Animal experiments were carried out according to the guidelines of the German Regulations for Animal Welfare. The local Ethical Committee for Animal Experiments approved the animal facilities and the protocol according to institutional guidelines and the German animal welfare regulations (reference numbers 24D-9168.11–4/2007-2 and 24-9168.21-4/2004-1). Male Wistar rats (Harlan Winkelmann GmbH, Borchen, Germany) between 7 and 9 weeks of age were housed in an Animal Biosafety Level 1 (ABSL-1) acclimatised facility with a temperature of 22 ± 2 °C and humidity of 55 ± 5%. Animals were kept under a 12 h light cycle in temperature-controlled airflow cabinets (27 ± 1 °C) and had free access to standard pellet feed and water.

In vivo biodistribution

The present study includes data obtained from a total of 50 animals.
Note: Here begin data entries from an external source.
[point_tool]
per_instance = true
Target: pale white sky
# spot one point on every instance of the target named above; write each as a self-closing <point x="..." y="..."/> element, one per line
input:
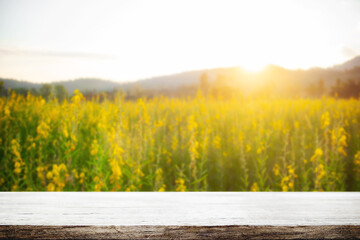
<point x="49" y="40"/>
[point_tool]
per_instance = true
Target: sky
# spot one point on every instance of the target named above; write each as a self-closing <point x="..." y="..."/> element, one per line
<point x="50" y="40"/>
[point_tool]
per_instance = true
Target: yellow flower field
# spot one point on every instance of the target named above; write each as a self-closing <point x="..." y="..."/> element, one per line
<point x="162" y="144"/>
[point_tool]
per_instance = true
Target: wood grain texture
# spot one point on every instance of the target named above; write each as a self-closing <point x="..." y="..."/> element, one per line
<point x="179" y="232"/>
<point x="169" y="215"/>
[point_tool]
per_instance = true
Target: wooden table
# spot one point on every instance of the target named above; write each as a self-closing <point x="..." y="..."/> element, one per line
<point x="170" y="215"/>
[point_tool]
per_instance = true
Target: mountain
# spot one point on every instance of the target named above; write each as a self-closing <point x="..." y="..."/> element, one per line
<point x="83" y="84"/>
<point x="352" y="63"/>
<point x="272" y="76"/>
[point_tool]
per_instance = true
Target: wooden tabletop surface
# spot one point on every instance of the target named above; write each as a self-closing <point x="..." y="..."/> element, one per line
<point x="142" y="212"/>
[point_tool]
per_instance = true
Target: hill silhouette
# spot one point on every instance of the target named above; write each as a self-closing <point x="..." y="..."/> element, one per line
<point x="272" y="76"/>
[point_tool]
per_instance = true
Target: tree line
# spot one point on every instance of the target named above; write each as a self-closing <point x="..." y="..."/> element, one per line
<point x="223" y="87"/>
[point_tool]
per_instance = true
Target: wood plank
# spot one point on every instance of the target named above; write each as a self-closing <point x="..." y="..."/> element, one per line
<point x="173" y="215"/>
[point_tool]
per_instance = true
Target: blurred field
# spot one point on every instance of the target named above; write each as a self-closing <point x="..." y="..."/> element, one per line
<point x="163" y="144"/>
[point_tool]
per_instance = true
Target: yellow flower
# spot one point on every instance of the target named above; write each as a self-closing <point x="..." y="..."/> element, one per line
<point x="254" y="187"/>
<point x="217" y="142"/>
<point x="325" y="120"/>
<point x="276" y="169"/>
<point x="318" y="153"/>
<point x="49" y="175"/>
<point x="180" y="185"/>
<point x="50" y="187"/>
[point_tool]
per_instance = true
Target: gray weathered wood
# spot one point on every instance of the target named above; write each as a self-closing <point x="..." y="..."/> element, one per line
<point x="179" y="215"/>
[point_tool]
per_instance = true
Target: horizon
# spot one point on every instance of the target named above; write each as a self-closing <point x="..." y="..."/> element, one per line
<point x="130" y="41"/>
<point x="255" y="72"/>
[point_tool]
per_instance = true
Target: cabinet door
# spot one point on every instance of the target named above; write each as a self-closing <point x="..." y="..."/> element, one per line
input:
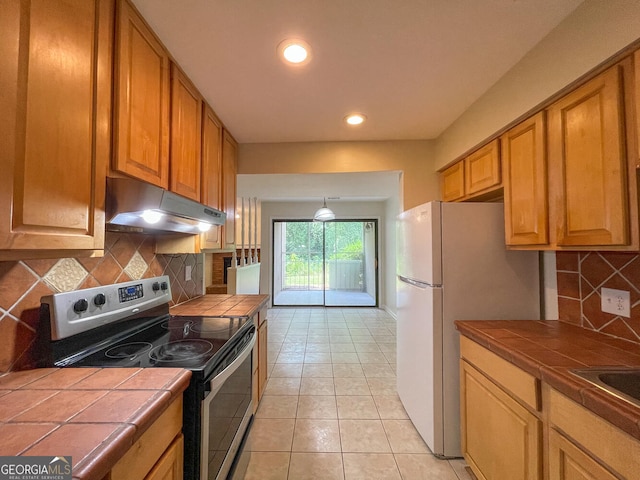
<point x="186" y="136"/>
<point x="568" y="462"/>
<point x="55" y="59"/>
<point x="500" y="438"/>
<point x="482" y="169"/>
<point x="170" y="466"/>
<point x="229" y="170"/>
<point x="452" y="182"/>
<point x="141" y="132"/>
<point x="588" y="164"/>
<point x="211" y="172"/>
<point x="524" y="167"/>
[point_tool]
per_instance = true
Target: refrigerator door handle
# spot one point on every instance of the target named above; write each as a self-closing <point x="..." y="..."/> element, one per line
<point x="416" y="283"/>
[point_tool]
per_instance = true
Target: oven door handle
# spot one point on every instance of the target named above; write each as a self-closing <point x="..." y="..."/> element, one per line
<point x="216" y="382"/>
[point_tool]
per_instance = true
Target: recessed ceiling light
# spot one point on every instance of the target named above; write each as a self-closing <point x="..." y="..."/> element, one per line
<point x="355" y="118"/>
<point x="294" y="52"/>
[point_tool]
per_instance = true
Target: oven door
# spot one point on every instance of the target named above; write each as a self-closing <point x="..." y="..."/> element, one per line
<point x="226" y="412"/>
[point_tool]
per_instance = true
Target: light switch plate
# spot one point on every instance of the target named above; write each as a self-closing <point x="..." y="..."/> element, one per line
<point x="616" y="302"/>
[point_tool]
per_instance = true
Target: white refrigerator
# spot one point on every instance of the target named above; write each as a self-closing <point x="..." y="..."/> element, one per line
<point x="452" y="264"/>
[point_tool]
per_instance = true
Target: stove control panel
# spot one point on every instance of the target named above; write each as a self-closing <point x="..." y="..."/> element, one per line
<point x="132" y="292"/>
<point x="82" y="310"/>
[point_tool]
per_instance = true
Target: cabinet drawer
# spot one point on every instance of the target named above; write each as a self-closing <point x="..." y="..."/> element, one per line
<point x="523" y="386"/>
<point x="144" y="454"/>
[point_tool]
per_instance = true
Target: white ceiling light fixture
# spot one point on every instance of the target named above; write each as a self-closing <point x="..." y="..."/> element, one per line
<point x="324" y="214"/>
<point x="355" y="119"/>
<point x="294" y="52"/>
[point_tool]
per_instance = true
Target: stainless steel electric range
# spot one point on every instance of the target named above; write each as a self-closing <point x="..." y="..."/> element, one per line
<point x="129" y="325"/>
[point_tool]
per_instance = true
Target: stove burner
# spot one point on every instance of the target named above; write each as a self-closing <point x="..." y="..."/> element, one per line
<point x="128" y="350"/>
<point x="208" y="327"/>
<point x="180" y="351"/>
<point x="184" y="326"/>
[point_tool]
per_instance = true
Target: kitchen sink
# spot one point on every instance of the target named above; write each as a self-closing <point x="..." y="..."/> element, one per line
<point x="623" y="382"/>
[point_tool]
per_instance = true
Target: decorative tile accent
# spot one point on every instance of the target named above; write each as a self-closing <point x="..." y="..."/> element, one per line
<point x="66" y="275"/>
<point x="126" y="257"/>
<point x="581" y="277"/>
<point x="136" y="267"/>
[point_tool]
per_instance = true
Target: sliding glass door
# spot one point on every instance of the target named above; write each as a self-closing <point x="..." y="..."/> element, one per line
<point x="325" y="263"/>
Four animals (body weight 227 ± 10 g) for each time point were injected intravenously into a tail vein or subcutaneously with approximately 0.3 MBq (0.8 µCi) [64Cu]Cu-NOTA-HsTX1[R14A] conjugate in 0.5 mL electrolyte solution E-153 (Serumwerk Bernburg, Germany). Animals were euthanised at 5, 60, 240, 1440 and 2880 min post-injection. Blood and the major organs were collected, weighed, and counted in a cross-calibrated γ-counter (Isomed 1000, Isomed GmbH, Dresden) and Wallac WIZARD Automatic Gamma Counter (PerkinElmer, Germany). The radioactivity of the tissue samples was decay-corrected and calibrated by comparing the counts in tissue with the counts in aliquots of the injected radiotracer that had been measured in the γ-counter at the same time. The activity in the selected organs was expressed as percent-injected dose per organ (% ID) and the activity concentration in tissues and organs as standardised uptake value (SUV). Values are quoted as mean ± standard error of mean (SEM) for each group of four animals.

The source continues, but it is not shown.